Does Journal Indexation Matter? A Genre-Approach Move Analysis of Nursing English Research Article Abstracts
Abstract
Background. A plethora of previous studies have discussed the importance of a genre-approach move analysis because the analysis results can provide a picture of the typical conventions of research article writing across disciplines.
Purpose. Nursing as a professional discipline, however, has received scant attention, particularly in the abstract section in the journals with different indexation. To fill such an empirical void, this qualitative study probes the notion of whether journal indexation matters in manifesting the rhetorical moves in the nursing abstracts.
Methods. Fifty abstracts from a Scopus-indexed Q1 journal and another 50 from three Sinta-indexed journals in Indonesia were analyzed manually. This study employed a descriptive comparative approach to analyze and present the data.

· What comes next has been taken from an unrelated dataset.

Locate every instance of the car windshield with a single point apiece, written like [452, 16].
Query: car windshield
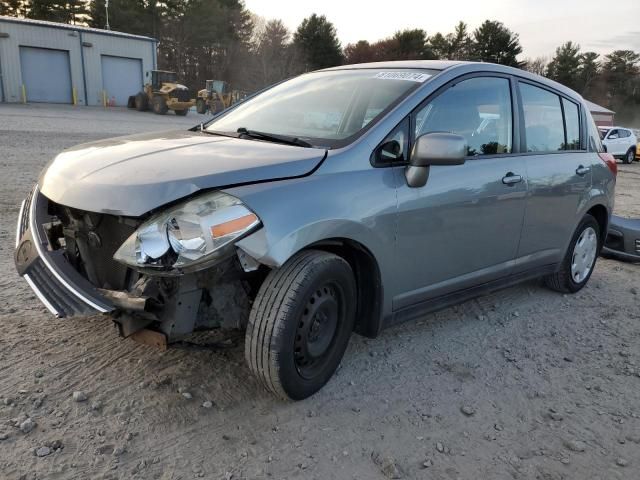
[329, 108]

Findings. The findings demonstrated conformity manifestations of method and results moves along with their linguistic realizations by using simple past tense in active or passive forms. The article abstracts from the Scopus-indexed nursing journal emphasized the novelty of the research more than their counterparts from the identification of gap of previous research and highlighting the significance of the study.
Implications. This study suggests writers consider the contributing role of journal indexation type in projecting a higher standard of abstract writing in preparing their abstracts to increase the acceptance rate during an initial screening stage.